The second set of experiments is conducted employing models that retain the same inter-layer communication cost. Our experimental procedure begins with a point neuron-based model, which possesses one-fourth of the inter-layer communication complexity compared to the baseline model. This point neuron model is subsequently replaced with dendritic neuron models that contain 4 and 16 dendrites respectively.

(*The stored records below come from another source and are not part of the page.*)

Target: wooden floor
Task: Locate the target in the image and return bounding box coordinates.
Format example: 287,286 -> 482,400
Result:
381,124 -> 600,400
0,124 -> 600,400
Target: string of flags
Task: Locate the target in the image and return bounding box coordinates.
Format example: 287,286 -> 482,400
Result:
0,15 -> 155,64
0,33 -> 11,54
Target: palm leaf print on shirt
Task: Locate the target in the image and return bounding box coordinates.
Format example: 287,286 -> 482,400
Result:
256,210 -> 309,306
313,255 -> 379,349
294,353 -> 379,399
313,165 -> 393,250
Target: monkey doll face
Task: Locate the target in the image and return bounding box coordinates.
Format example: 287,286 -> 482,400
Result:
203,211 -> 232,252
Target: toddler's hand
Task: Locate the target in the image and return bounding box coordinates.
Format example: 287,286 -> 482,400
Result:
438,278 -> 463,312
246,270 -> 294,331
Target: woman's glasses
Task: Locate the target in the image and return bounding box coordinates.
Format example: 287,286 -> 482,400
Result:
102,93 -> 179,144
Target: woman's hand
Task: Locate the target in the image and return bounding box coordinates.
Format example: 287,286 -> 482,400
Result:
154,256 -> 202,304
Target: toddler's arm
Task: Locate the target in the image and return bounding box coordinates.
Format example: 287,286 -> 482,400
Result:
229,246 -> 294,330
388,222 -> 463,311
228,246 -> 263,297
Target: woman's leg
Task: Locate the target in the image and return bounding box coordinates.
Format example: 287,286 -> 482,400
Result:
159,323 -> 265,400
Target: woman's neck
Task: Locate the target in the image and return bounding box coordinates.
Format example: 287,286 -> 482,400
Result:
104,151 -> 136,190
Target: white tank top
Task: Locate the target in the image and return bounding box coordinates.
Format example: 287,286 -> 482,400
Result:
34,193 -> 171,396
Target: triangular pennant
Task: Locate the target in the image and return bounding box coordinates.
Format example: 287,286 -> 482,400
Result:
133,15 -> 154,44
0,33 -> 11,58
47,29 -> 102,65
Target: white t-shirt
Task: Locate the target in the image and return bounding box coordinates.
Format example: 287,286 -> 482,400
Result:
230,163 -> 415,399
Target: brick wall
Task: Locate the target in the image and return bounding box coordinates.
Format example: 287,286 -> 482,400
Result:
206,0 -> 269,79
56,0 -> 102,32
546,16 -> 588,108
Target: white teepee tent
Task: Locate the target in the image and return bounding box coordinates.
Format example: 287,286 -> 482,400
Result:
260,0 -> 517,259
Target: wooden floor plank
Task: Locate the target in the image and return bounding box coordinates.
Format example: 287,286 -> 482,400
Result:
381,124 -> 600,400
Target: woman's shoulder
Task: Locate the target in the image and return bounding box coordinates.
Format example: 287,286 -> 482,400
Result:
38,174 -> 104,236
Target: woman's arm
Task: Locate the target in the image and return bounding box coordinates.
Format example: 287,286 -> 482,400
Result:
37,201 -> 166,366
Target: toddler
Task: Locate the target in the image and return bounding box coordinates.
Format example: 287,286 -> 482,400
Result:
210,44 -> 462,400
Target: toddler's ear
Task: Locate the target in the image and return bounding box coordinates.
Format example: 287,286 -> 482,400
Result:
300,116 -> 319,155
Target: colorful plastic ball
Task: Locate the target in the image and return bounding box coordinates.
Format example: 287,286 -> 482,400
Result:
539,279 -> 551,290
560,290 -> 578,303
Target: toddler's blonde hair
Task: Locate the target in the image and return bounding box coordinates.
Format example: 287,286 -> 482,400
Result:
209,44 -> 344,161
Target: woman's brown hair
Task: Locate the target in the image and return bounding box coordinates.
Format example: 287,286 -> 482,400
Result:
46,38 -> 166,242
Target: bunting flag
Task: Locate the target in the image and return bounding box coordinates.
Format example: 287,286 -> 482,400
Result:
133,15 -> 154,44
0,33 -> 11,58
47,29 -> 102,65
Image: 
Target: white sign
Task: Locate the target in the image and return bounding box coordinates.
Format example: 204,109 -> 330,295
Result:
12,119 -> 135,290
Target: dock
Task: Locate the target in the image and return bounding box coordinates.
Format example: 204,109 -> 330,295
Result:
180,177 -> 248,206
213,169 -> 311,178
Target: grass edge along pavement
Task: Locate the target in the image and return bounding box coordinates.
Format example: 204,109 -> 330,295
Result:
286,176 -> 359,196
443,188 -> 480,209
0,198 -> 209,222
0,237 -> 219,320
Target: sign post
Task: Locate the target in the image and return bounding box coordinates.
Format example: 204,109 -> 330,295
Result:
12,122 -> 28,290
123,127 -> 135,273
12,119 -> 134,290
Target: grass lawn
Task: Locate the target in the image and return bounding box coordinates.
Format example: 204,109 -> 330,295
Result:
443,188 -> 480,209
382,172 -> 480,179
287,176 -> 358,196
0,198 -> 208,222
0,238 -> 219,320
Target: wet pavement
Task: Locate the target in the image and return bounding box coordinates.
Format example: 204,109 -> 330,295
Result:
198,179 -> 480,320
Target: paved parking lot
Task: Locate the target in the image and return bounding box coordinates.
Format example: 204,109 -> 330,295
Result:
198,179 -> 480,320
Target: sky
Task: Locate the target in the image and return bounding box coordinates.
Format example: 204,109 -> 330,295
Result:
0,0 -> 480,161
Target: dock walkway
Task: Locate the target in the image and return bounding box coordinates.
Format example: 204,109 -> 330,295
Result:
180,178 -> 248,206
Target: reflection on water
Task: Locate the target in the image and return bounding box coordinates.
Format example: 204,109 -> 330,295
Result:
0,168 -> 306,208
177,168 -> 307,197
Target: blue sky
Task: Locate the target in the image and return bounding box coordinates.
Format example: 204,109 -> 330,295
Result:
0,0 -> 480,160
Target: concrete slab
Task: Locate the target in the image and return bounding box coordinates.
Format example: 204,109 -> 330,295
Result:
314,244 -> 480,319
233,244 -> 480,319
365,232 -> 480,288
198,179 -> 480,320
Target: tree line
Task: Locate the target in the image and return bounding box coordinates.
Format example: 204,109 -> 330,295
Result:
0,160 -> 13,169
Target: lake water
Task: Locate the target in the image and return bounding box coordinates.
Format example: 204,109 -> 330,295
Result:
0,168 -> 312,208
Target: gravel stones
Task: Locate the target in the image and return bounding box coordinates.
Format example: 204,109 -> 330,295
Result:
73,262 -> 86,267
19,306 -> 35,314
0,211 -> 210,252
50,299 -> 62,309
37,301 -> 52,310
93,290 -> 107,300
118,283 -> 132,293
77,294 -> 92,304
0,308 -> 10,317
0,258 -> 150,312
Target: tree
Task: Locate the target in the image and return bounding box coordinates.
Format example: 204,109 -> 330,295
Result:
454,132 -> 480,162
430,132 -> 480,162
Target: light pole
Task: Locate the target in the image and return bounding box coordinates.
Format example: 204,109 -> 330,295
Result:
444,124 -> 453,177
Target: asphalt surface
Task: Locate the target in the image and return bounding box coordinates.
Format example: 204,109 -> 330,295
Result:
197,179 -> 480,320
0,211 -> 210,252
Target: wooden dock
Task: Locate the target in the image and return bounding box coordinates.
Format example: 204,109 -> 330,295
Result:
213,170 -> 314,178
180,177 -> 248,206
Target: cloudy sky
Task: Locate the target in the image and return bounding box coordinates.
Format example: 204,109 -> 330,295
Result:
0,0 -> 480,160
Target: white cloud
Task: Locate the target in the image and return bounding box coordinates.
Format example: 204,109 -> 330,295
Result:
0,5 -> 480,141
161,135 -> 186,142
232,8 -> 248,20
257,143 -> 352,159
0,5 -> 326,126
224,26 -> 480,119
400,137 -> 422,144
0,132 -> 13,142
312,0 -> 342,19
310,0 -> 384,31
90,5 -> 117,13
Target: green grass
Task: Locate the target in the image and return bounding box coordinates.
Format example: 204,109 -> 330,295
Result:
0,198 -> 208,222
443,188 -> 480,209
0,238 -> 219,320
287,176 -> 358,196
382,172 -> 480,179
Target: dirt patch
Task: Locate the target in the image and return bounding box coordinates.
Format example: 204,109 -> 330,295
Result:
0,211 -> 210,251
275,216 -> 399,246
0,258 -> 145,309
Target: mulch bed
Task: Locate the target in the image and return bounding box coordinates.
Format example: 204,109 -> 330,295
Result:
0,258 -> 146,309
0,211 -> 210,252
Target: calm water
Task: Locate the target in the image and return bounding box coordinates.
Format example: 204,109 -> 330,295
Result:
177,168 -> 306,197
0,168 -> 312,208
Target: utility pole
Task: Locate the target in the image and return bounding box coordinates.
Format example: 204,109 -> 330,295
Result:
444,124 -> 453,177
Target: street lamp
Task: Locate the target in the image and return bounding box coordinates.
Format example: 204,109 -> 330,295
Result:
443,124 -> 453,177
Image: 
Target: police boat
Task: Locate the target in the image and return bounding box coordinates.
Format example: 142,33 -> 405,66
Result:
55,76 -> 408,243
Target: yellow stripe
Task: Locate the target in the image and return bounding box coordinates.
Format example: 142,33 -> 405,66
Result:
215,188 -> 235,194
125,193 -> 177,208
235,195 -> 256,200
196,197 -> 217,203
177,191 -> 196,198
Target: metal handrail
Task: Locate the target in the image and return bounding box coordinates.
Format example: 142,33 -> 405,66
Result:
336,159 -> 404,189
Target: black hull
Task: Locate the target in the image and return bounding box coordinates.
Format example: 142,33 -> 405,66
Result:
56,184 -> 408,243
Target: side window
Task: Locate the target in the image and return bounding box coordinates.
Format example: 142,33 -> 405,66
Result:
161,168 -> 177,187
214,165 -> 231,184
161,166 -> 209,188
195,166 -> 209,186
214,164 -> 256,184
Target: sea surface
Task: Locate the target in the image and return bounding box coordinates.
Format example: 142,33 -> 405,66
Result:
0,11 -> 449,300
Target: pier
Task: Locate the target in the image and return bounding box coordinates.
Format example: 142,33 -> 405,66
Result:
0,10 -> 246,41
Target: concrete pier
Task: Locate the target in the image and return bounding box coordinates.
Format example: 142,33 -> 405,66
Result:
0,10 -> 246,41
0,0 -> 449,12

The corresponding results are systematically presented in Table 2. Upon analyzing these results, it becomes apparent that the performance of the model progressively enhances as we incorporate neurons with an increased number of dendrites.

# of Dendrites	Channel scaling factor	Test error
1 st complexity level(baseline)
1 (baseline)	1	7.72
4	1/2	7.92
16	1/4	8.28
2nd Complexity level
1	2	6.69
4	1	6.69
16	1/2	6.89

Table 1: Comparison of the performance of dendritic models with varying numbers of dendrites per neuron on the LibriSpeech dataset. The table presents models with two levels of computational complexity. To maintain equivalent computational complexity when increasing the number of dendrites in a neuron, the number of inter-layer channels is proportionally reduced, as indicated in the table.

# of Dendrites	Channel scaling factor	Test error
1	1/4	15.39
4	1/4	10.49
16	1/4	8.23

Table 2: Performance Evaluation of Dendritic Models with varying dendritic counts per neuron evaluated on the LibriSpeech Dataset. The models in this comparison have the same inter-layer communication cost.